Going solar has always made sense on paper — lower electricity bills, cleaner energy, less dependence on the grid. The catch, for most Malaysians, has always been the upfront cost. That may be changing.
Public Islamic Bank Bhd (PIBB) signed a deal with local solar company Helios Photovoltaic Sdn Bhd in November 2020 to offer financing packages covering up to 100 per cent of solar panel installation costs for private property owners. No big lump sum needed — just a monthly repayment, offset by the savings on your electricity bill.
The collaboration is built around the government’s Net Energy Metering (NEM) scheme and the Energy Commission’s self-consumption (Selco) guidelines, which let homeowners generate their own electricity and feed excess power back into the grid. PIBB’s CEO Syamsul Azuan Ahmad Fauzi said the partnership could eventually generate up to one gigawatt of electricity — enough to power hundreds of thousands of homes.
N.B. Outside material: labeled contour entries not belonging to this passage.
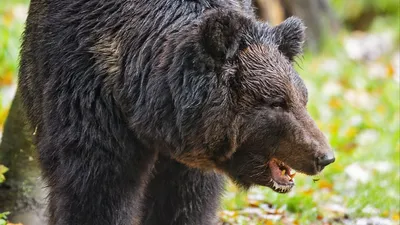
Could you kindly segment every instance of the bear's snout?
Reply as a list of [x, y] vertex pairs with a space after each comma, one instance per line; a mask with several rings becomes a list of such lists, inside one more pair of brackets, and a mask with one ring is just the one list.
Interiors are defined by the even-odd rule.
[[335, 154], [332, 150], [329, 150], [326, 154], [317, 157], [316, 163], [319, 167], [319, 170], [323, 170], [325, 166], [335, 162]]

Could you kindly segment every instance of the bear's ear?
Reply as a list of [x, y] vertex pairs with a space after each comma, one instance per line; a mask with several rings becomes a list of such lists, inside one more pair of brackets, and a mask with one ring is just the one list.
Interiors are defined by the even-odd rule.
[[218, 61], [235, 55], [249, 19], [235, 12], [216, 11], [200, 25], [200, 42], [206, 53]]
[[306, 27], [299, 18], [290, 17], [272, 28], [274, 42], [290, 61], [303, 52]]

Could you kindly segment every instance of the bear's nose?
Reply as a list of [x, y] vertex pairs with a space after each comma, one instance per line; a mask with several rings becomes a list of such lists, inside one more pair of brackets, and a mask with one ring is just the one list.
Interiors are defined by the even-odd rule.
[[333, 162], [335, 162], [335, 155], [333, 154], [333, 151], [329, 151], [327, 154], [320, 156], [317, 159], [317, 164], [321, 166], [321, 169]]

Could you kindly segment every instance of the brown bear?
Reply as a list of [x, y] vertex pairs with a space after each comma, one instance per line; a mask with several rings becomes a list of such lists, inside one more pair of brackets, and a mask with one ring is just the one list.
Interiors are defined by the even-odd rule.
[[225, 0], [32, 0], [19, 91], [51, 225], [209, 225], [223, 174], [285, 193], [334, 161], [304, 25]]

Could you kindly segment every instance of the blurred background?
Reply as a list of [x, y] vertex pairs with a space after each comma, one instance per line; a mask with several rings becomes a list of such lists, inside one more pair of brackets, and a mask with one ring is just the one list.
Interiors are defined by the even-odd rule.
[[[0, 0], [0, 225], [43, 223], [33, 131], [16, 91], [27, 0]], [[307, 25], [296, 60], [308, 109], [336, 151], [316, 177], [296, 176], [287, 195], [228, 183], [220, 224], [391, 225], [400, 221], [400, 3], [398, 0], [253, 0], [272, 25]]]

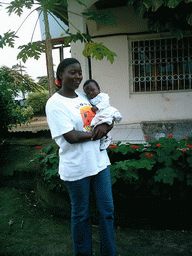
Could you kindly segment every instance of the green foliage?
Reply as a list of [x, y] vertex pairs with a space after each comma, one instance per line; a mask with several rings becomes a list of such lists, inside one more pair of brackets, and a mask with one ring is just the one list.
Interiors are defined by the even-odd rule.
[[25, 63], [28, 57], [38, 60], [41, 56], [41, 53], [45, 52], [45, 45], [38, 41], [28, 43], [27, 45], [21, 45], [18, 47], [18, 49], [22, 50], [17, 55], [17, 59], [21, 59]]
[[192, 138], [180, 141], [171, 135], [147, 145], [130, 143], [110, 146], [112, 182], [174, 182], [192, 184]]
[[31, 9], [32, 5], [34, 4], [33, 0], [14, 0], [11, 1], [11, 4], [7, 6], [9, 15], [11, 13], [15, 13], [19, 16], [23, 13], [23, 8], [26, 7]]
[[31, 106], [35, 114], [45, 114], [45, 105], [49, 98], [49, 91], [34, 92], [28, 95], [26, 105]]
[[177, 39], [192, 29], [192, 2], [190, 0], [131, 0], [135, 13], [148, 19], [151, 32], [170, 31]]
[[[38, 86], [37, 86], [38, 87]], [[19, 91], [35, 90], [35, 83], [28, 76], [7, 67], [0, 68], [0, 138], [9, 128], [26, 123], [32, 115], [32, 109], [22, 109], [14, 102]]]
[[6, 45], [13, 48], [15, 38], [18, 38], [18, 36], [15, 35], [14, 31], [10, 31], [10, 30], [4, 33], [4, 36], [0, 35], [0, 48], [3, 48]]
[[30, 122], [34, 112], [30, 106], [27, 108], [17, 106], [12, 109], [12, 115], [15, 120], [15, 124], [25, 124]]

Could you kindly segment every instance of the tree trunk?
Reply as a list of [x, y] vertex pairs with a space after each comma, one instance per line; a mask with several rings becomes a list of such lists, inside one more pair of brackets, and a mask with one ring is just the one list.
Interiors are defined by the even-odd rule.
[[45, 24], [45, 48], [46, 48], [46, 62], [47, 62], [47, 76], [48, 76], [48, 83], [49, 83], [49, 96], [52, 96], [55, 91], [55, 77], [53, 71], [53, 57], [52, 57], [52, 44], [51, 44], [51, 35], [49, 29], [49, 21], [47, 10], [43, 7], [43, 17], [44, 17], [44, 24]]

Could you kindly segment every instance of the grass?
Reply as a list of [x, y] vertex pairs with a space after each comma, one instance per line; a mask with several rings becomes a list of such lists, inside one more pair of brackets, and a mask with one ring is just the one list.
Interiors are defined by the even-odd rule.
[[[28, 165], [50, 138], [12, 138], [1, 147], [0, 255], [72, 256], [70, 219], [53, 214], [36, 193], [38, 162]], [[127, 208], [128, 209], [128, 208]], [[139, 217], [142, 212], [137, 213]], [[154, 216], [155, 218], [155, 216]], [[157, 220], [158, 221], [158, 220]], [[118, 255], [191, 255], [191, 231], [116, 227]], [[94, 255], [99, 231], [93, 226]]]

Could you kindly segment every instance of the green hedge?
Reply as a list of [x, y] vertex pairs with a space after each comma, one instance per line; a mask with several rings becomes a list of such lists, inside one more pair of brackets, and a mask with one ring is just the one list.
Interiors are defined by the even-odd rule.
[[[112, 184], [120, 184], [119, 189], [124, 184], [129, 192], [143, 194], [148, 190], [147, 193], [161, 195], [173, 187], [179, 193], [181, 188], [191, 188], [192, 138], [177, 141], [170, 135], [145, 145], [119, 142], [108, 148], [108, 155]], [[38, 158], [42, 164], [41, 176], [50, 188], [61, 186], [55, 142], [43, 149]]]

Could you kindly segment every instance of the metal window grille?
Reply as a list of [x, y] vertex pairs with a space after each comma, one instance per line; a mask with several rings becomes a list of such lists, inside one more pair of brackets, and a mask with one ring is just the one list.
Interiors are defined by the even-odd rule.
[[192, 37], [132, 41], [133, 92], [192, 89]]

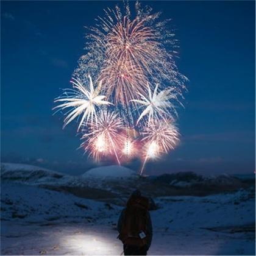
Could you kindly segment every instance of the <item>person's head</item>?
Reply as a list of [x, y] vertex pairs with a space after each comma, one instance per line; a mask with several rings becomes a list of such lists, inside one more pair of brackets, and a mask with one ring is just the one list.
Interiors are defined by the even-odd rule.
[[130, 197], [137, 198], [141, 196], [141, 192], [139, 190], [134, 190], [130, 194]]

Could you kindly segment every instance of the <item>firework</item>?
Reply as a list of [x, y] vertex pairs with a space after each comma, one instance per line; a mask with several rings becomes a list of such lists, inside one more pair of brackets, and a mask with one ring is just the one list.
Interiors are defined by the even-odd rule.
[[[73, 84], [73, 89], [66, 89], [62, 96], [55, 99], [54, 102], [63, 102], [55, 107], [53, 109], [59, 108], [65, 110], [71, 108], [64, 119], [64, 127], [73, 120], [82, 114], [78, 126], [77, 131], [82, 125], [87, 124], [89, 119], [93, 121], [95, 118], [97, 124], [96, 108], [102, 105], [109, 105], [110, 102], [104, 101], [105, 96], [99, 95], [102, 85], [102, 81], [99, 84], [98, 88], [94, 90], [91, 76], [88, 76], [90, 82], [90, 91], [82, 84], [80, 81], [73, 78], [70, 82]], [[86, 122], [85, 120], [86, 119]]]
[[89, 155], [91, 155], [97, 160], [102, 157], [113, 155], [120, 165], [118, 151], [123, 148], [126, 138], [123, 121], [117, 113], [101, 111], [98, 123], [91, 123], [89, 132], [82, 138], [85, 141], [81, 146], [89, 152]]
[[96, 160], [111, 157], [120, 165], [142, 148], [141, 174], [147, 160], [167, 154], [179, 142], [171, 124], [187, 79], [174, 61], [178, 46], [166, 28], [169, 21], [160, 21], [160, 13], [141, 8], [138, 1], [135, 15], [127, 2], [124, 7], [104, 10], [88, 28], [87, 52], [79, 60], [73, 88], [55, 99], [60, 104], [54, 109], [68, 108], [64, 127], [80, 118], [81, 147]]
[[152, 122], [144, 127], [141, 140], [145, 142], [145, 157], [140, 175], [149, 158], [156, 158], [163, 153], [168, 153], [170, 149], [174, 149], [179, 141], [177, 129], [166, 121]]
[[141, 99], [132, 99], [130, 101], [139, 103], [142, 106], [146, 107], [146, 108], [141, 113], [137, 122], [137, 125], [141, 118], [148, 115], [148, 125], [149, 126], [152, 119], [156, 121], [164, 118], [165, 116], [171, 116], [170, 110], [177, 114], [174, 105], [171, 101], [171, 99], [178, 101], [177, 93], [173, 92], [174, 88], [169, 87], [163, 90], [159, 93], [157, 93], [158, 85], [157, 84], [153, 93], [151, 93], [151, 89], [148, 84], [148, 97], [138, 93]]
[[134, 18], [127, 3], [108, 9], [99, 16], [86, 36], [87, 53], [82, 56], [75, 74], [83, 79], [90, 73], [102, 80], [107, 100], [118, 105], [122, 118], [134, 124], [137, 104], [130, 100], [146, 97], [148, 83], [172, 86], [181, 93], [187, 78], [177, 68], [174, 57], [178, 48], [169, 21], [160, 21], [160, 13], [152, 13], [136, 2]]

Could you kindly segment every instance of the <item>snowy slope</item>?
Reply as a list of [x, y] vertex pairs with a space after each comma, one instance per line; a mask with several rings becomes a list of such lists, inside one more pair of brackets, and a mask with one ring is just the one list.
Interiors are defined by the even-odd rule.
[[5, 221], [40, 224], [94, 221], [110, 208], [102, 202], [70, 194], [12, 182], [2, 182], [1, 192], [1, 219]]
[[1, 177], [21, 183], [40, 183], [56, 182], [65, 174], [30, 165], [2, 163]]
[[[1, 190], [1, 255], [122, 252], [121, 208], [12, 182]], [[255, 255], [254, 193], [155, 198], [148, 255]]]
[[82, 176], [90, 179], [116, 179], [136, 177], [137, 174], [134, 171], [126, 167], [110, 165], [91, 169], [85, 172]]

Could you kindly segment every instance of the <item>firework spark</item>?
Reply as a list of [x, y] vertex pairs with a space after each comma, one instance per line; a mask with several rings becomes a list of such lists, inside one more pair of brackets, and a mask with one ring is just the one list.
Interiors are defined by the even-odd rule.
[[165, 121], [151, 123], [143, 132], [142, 141], [145, 141], [145, 157], [140, 171], [143, 172], [149, 158], [155, 158], [163, 153], [174, 149], [179, 141], [179, 133], [176, 127]]
[[96, 160], [102, 157], [114, 155], [119, 165], [118, 149], [122, 148], [126, 137], [122, 119], [115, 112], [101, 112], [97, 124], [92, 123], [89, 132], [85, 133], [81, 146]]
[[97, 124], [96, 107], [102, 105], [109, 105], [110, 102], [104, 101], [105, 96], [99, 95], [102, 86], [102, 81], [99, 84], [98, 88], [94, 90], [91, 76], [88, 76], [90, 82], [90, 91], [82, 84], [80, 81], [73, 78], [70, 82], [73, 84], [73, 90], [66, 89], [65, 93], [62, 96], [55, 99], [54, 102], [63, 102], [55, 107], [53, 109], [59, 108], [64, 110], [66, 108], [71, 108], [66, 114], [67, 116], [64, 119], [64, 127], [70, 122], [78, 117], [82, 113], [82, 118], [80, 121], [77, 131], [82, 125], [88, 123], [89, 119], [93, 121], [95, 118]]
[[151, 89], [148, 84], [148, 98], [138, 93], [141, 97], [141, 99], [132, 99], [130, 101], [139, 103], [143, 106], [145, 106], [146, 108], [141, 113], [137, 122], [137, 125], [141, 119], [141, 118], [149, 115], [148, 125], [149, 126], [152, 119], [156, 121], [163, 119], [165, 116], [171, 116], [169, 110], [172, 110], [176, 113], [174, 105], [171, 101], [171, 99], [178, 101], [177, 93], [173, 92], [174, 88], [169, 87], [163, 90], [159, 93], [157, 93], [158, 85], [157, 84], [153, 94], [151, 93]]

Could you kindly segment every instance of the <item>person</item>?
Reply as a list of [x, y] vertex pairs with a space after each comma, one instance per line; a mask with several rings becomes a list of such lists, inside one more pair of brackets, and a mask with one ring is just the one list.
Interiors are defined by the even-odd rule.
[[120, 214], [118, 238], [123, 243], [125, 255], [147, 255], [153, 233], [149, 207], [149, 199], [137, 190], [132, 193]]

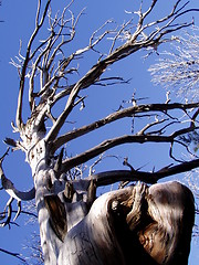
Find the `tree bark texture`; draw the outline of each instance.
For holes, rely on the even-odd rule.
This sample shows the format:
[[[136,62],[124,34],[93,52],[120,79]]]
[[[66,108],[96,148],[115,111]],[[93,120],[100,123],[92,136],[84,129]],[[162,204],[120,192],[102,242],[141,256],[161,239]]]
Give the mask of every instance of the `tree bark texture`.
[[[59,192],[53,170],[36,179],[45,265],[188,264],[195,203],[181,183],[137,182],[95,199],[92,181],[67,181],[63,191],[59,180]]]

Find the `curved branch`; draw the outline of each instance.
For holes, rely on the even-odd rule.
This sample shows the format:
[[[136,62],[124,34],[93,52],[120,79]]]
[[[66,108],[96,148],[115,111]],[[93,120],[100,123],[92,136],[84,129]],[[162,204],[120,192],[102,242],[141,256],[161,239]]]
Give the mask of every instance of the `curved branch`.
[[[125,108],[125,109],[118,110],[116,113],[113,113],[113,114],[106,116],[105,118],[94,121],[93,124],[83,126],[78,129],[75,129],[73,131],[70,131],[65,135],[57,137],[53,141],[52,153],[54,153],[55,150],[57,150],[62,145],[66,144],[70,140],[73,140],[77,137],[88,134],[95,129],[98,129],[98,128],[101,128],[107,124],[111,124],[113,121],[116,121],[118,119],[122,119],[125,117],[132,117],[133,115],[138,114],[138,113],[167,112],[167,110],[171,110],[171,109],[186,110],[186,109],[196,108],[196,107],[199,107],[199,103],[193,103],[193,104],[179,104],[179,103],[149,104],[149,105],[137,105],[137,106],[133,106],[129,108]],[[185,132],[187,132],[187,131],[185,131]],[[176,135],[175,135],[175,137],[176,137]]]
[[[69,169],[77,165],[84,163],[91,160],[92,158],[101,155],[102,152],[119,145],[129,144],[129,142],[144,144],[144,142],[172,142],[172,141],[174,141],[174,138],[171,136],[126,135],[122,137],[116,137],[113,139],[105,140],[98,146],[95,146],[94,148],[91,148],[85,152],[77,155],[76,157],[66,159],[62,163],[62,171],[65,172]]]
[[[44,22],[44,19],[46,17],[46,13],[48,13],[50,2],[51,2],[51,0],[48,0],[48,2],[45,4],[44,12],[43,12],[42,18],[39,22],[39,15],[40,15],[40,10],[41,10],[41,0],[39,1],[36,19],[35,19],[35,29],[34,29],[34,32],[32,33],[32,35],[29,40],[29,44],[28,44],[28,47],[27,47],[27,55],[25,55],[25,60],[24,60],[22,71],[21,71],[20,89],[19,89],[19,96],[18,96],[18,108],[17,108],[17,114],[15,114],[15,124],[17,124],[19,129],[21,129],[23,127],[22,102],[23,102],[23,91],[24,91],[24,83],[25,83],[25,73],[27,73],[27,67],[28,67],[29,61],[30,61],[31,47],[32,47],[32,43],[33,43],[35,36],[38,35],[39,30],[43,25],[43,22]]]
[[[138,181],[138,180],[153,184],[163,178],[190,171],[198,167],[199,159],[195,159],[192,161],[182,162],[177,166],[165,167],[158,170],[157,172],[146,172],[137,170],[112,170],[92,174],[87,177],[86,180],[93,179],[96,182],[96,187],[109,186],[118,181]]]

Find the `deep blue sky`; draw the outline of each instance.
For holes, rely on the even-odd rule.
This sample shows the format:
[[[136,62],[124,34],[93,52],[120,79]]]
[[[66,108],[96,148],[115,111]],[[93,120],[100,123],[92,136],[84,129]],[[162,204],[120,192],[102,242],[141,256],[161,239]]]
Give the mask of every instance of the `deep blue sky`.
[[[192,0],[190,7],[195,7],[198,0]],[[53,0],[53,10],[62,10],[63,6],[67,4],[69,1],[63,0]],[[169,1],[170,7],[175,1]],[[125,13],[127,11],[134,11],[135,7],[138,7],[139,1],[135,0],[101,0],[100,2],[93,0],[76,0],[75,3],[71,7],[71,10],[77,14],[84,7],[84,15],[80,20],[77,25],[77,34],[74,41],[74,44],[66,47],[65,52],[75,51],[75,49],[84,47],[87,44],[88,38],[92,32],[98,29],[107,19],[114,19],[116,23],[122,24],[124,21],[127,21],[130,17]],[[151,19],[157,18],[167,13],[168,1],[159,0],[159,4],[156,8]],[[1,97],[0,97],[0,139],[3,140],[6,137],[15,137],[12,136],[11,120],[14,120],[14,113],[17,107],[17,96],[19,88],[19,77],[17,70],[9,64],[11,57],[14,59],[18,55],[19,43],[22,40],[23,49],[25,50],[27,42],[31,35],[31,32],[34,26],[34,15],[36,10],[36,0],[2,0],[2,7],[0,7],[0,20],[3,20],[3,23],[0,23],[0,78],[1,78]],[[190,18],[189,18],[190,19]],[[199,15],[195,14],[196,25],[199,25]],[[103,51],[107,51],[109,42],[104,42],[101,45]],[[67,50],[69,49],[69,50]],[[165,49],[165,47],[161,47]],[[154,87],[150,83],[150,76],[147,72],[147,68],[150,64],[155,62],[157,55],[150,56],[148,60],[142,59],[144,54],[137,53],[129,59],[124,60],[122,63],[117,63],[112,67],[113,75],[123,76],[125,78],[132,78],[129,85],[126,86],[116,86],[116,87],[93,87],[90,98],[86,99],[86,109],[81,114],[81,119],[78,125],[84,124],[84,120],[91,123],[95,118],[102,118],[107,114],[112,113],[114,109],[117,109],[123,99],[128,100],[132,94],[137,93],[137,97],[148,97],[147,102],[159,103],[165,102],[165,91],[161,87]],[[92,64],[95,63],[93,59],[96,55],[85,56],[85,60],[82,60],[80,63],[80,76],[84,74]],[[88,92],[85,92],[87,95]],[[145,103],[142,102],[142,103]],[[92,110],[91,110],[92,109]],[[91,115],[92,114],[92,115]],[[78,113],[75,113],[71,119],[77,119]],[[73,125],[74,126],[74,125]],[[83,151],[88,145],[93,142],[101,142],[106,136],[107,138],[113,137],[113,135],[130,132],[130,119],[125,120],[122,125],[113,125],[108,130],[100,130],[98,135],[90,136],[90,144],[85,139],[80,141],[72,142],[69,146],[69,155]],[[6,150],[4,144],[0,142],[0,155]],[[161,168],[161,166],[168,165],[167,159],[167,147],[157,146],[154,148],[153,145],[143,147],[140,145],[135,145],[134,147],[124,147],[122,152],[121,150],[115,149],[115,152],[108,151],[107,155],[112,156],[113,153],[118,155],[121,160],[113,158],[107,158],[105,160],[106,166],[98,166],[97,170],[107,170],[122,168],[122,162],[124,156],[129,157],[129,161],[135,168],[145,167],[145,170],[151,170],[154,166]],[[123,153],[123,155],[122,155]],[[158,158],[158,162],[157,162]],[[12,153],[7,158],[4,162],[4,171],[8,178],[12,179],[15,186],[21,189],[30,189],[32,187],[31,172],[28,165],[24,162],[23,153],[19,152]],[[176,178],[176,177],[174,177]],[[178,178],[184,179],[184,176]],[[108,188],[109,189],[109,188]],[[8,197],[4,198],[3,191],[0,191],[0,205],[1,210],[3,209],[3,202]],[[25,219],[27,220],[27,219]],[[25,239],[30,239],[31,231],[34,230],[34,225],[25,225],[24,219],[19,218],[18,223],[20,226],[12,226],[9,231],[7,227],[0,230],[0,248],[7,248],[12,252],[21,252],[22,245],[25,245]],[[192,243],[192,252],[190,255],[191,265],[197,265],[199,262],[199,254],[197,252],[198,244]],[[18,259],[10,257],[0,252],[0,264],[20,264]]]

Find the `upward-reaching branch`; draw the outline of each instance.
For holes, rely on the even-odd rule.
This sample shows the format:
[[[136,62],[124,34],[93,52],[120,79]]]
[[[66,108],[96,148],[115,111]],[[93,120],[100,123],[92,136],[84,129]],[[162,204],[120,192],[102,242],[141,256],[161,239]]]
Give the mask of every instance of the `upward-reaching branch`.
[[[28,68],[28,64],[31,60],[30,57],[30,53],[31,53],[31,47],[32,47],[32,43],[35,39],[35,36],[38,35],[39,30],[41,29],[41,26],[43,25],[43,22],[45,20],[46,17],[46,12],[49,10],[49,6],[50,6],[51,0],[48,0],[44,12],[42,14],[42,18],[39,22],[39,17],[40,17],[40,11],[41,11],[41,0],[39,0],[39,4],[38,4],[38,11],[36,11],[36,19],[35,19],[35,29],[34,32],[32,33],[28,46],[27,46],[27,55],[25,55],[25,60],[21,70],[21,75],[20,75],[20,88],[19,88],[19,96],[18,96],[18,108],[17,108],[17,115],[15,115],[15,124],[18,126],[19,129],[21,129],[21,127],[23,126],[23,120],[22,120],[22,102],[23,102],[23,91],[24,91],[24,83],[25,83],[25,74],[27,74],[27,68]]]

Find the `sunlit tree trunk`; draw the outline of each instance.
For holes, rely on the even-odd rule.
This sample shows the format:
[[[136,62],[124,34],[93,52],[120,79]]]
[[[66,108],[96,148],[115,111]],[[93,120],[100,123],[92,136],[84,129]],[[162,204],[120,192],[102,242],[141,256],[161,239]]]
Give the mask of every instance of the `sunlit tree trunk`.
[[[15,125],[12,123],[19,139],[4,140],[13,150],[25,153],[34,187],[28,192],[20,192],[4,176],[1,166],[7,151],[0,159],[0,178],[10,199],[1,214],[1,226],[11,222],[13,199],[18,201],[18,218],[21,201],[35,198],[45,265],[187,265],[195,220],[192,193],[179,182],[157,181],[199,167],[199,159],[180,161],[172,153],[174,145],[178,144],[190,155],[188,146],[180,137],[198,128],[196,124],[199,103],[169,104],[167,98],[163,104],[139,105],[136,98],[133,98],[129,107],[122,106],[98,120],[94,117],[92,124],[82,126],[80,123],[75,129],[69,130],[66,121],[80,104],[85,105],[85,97],[81,95],[83,89],[91,86],[93,89],[94,85],[125,83],[118,76],[107,77],[103,74],[114,63],[143,49],[156,51],[158,45],[172,40],[168,33],[192,24],[192,21],[178,23],[177,20],[196,10],[186,9],[188,3],[180,6],[179,0],[169,14],[149,21],[158,1],[153,0],[147,3],[148,7],[143,7],[140,1],[139,10],[132,13],[137,15],[136,22],[133,17],[121,28],[114,25],[113,30],[104,30],[111,23],[106,21],[91,35],[86,46],[82,47],[80,42],[80,47],[75,50],[74,45],[74,51],[66,55],[65,45],[74,40],[76,24],[83,11],[75,19],[71,12],[71,1],[61,15],[56,13],[53,18],[51,0],[46,0],[43,6],[42,2],[44,1],[38,0],[35,29],[28,42],[25,55],[21,55],[20,46],[18,62],[12,61],[20,74]],[[38,42],[46,18],[48,36]],[[98,52],[98,43],[108,38],[112,40],[109,50]],[[121,42],[122,40],[124,42]],[[75,77],[75,82],[73,78],[70,81],[70,76],[78,72],[78,68],[74,67],[76,60],[86,52],[97,52],[98,61],[94,62],[91,68],[84,68],[84,74]],[[29,118],[24,121],[22,114],[27,95],[30,113],[25,113]],[[55,112],[54,117],[54,106],[61,100],[65,102],[65,106],[62,109],[57,107],[59,114]],[[96,108],[95,110],[100,112],[97,103]],[[180,115],[175,116],[175,110]],[[127,117],[146,118],[146,123],[143,121],[137,131],[129,135],[124,131],[124,135],[111,139],[105,135],[103,142],[96,141],[92,148],[87,147],[78,155],[74,155],[74,151],[72,157],[64,156],[63,150],[67,142]],[[111,148],[134,142],[167,144],[175,165],[145,172],[135,170],[125,158],[124,166],[129,170],[96,174],[91,172],[90,177],[85,178],[71,177],[70,173],[80,170],[81,165],[101,157]],[[135,183],[137,180],[142,182]],[[97,198],[98,187],[121,181],[118,190]]]

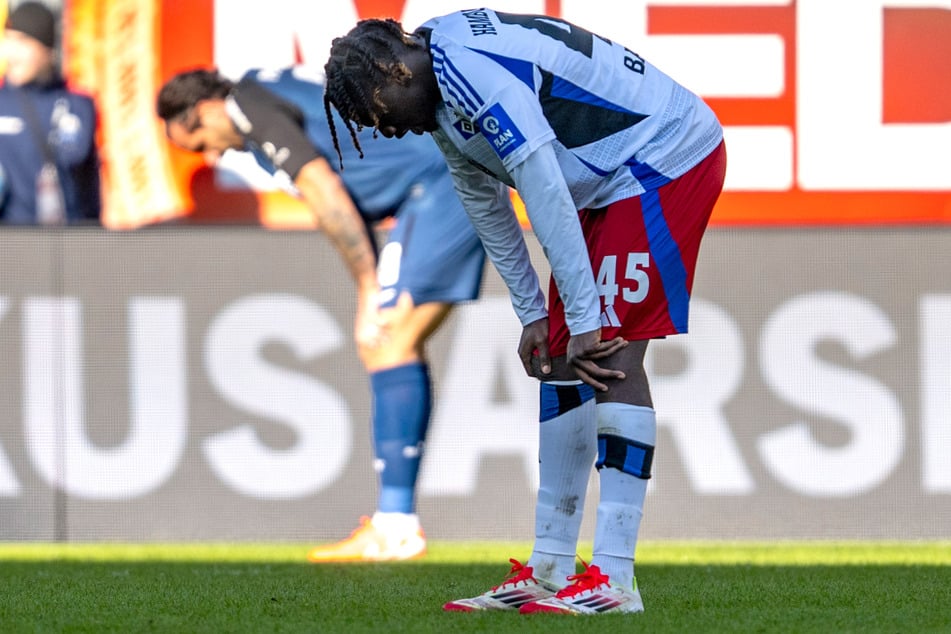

For Helios Photovoltaic chairman Datuk Seri Ibrahim Muhammad, the deal goes beyond kilowatts. His point was direct: the shift to renewable energy keeps getting delayed because ordinary people either can’t afford it, or don’t have a roof suitable for panels. A financing arrangement that removes the money barrier changes that equation.
The deal also ties into Bank Negara’s Value Based Intermediation initiative, which pushes Islamic financial institutions to deliver outcomes that benefit the wider economy and environment — not just the bank’s bottom line. PIBB positioned this collaboration squarely within that framework.
It’s a practical pairing. A bank with financing muscle. A solar company with the technical know-how. For Malaysian homeowners sitting on the fence about solar, the pitch is simple: you don’t have to pay everything upfront anymore.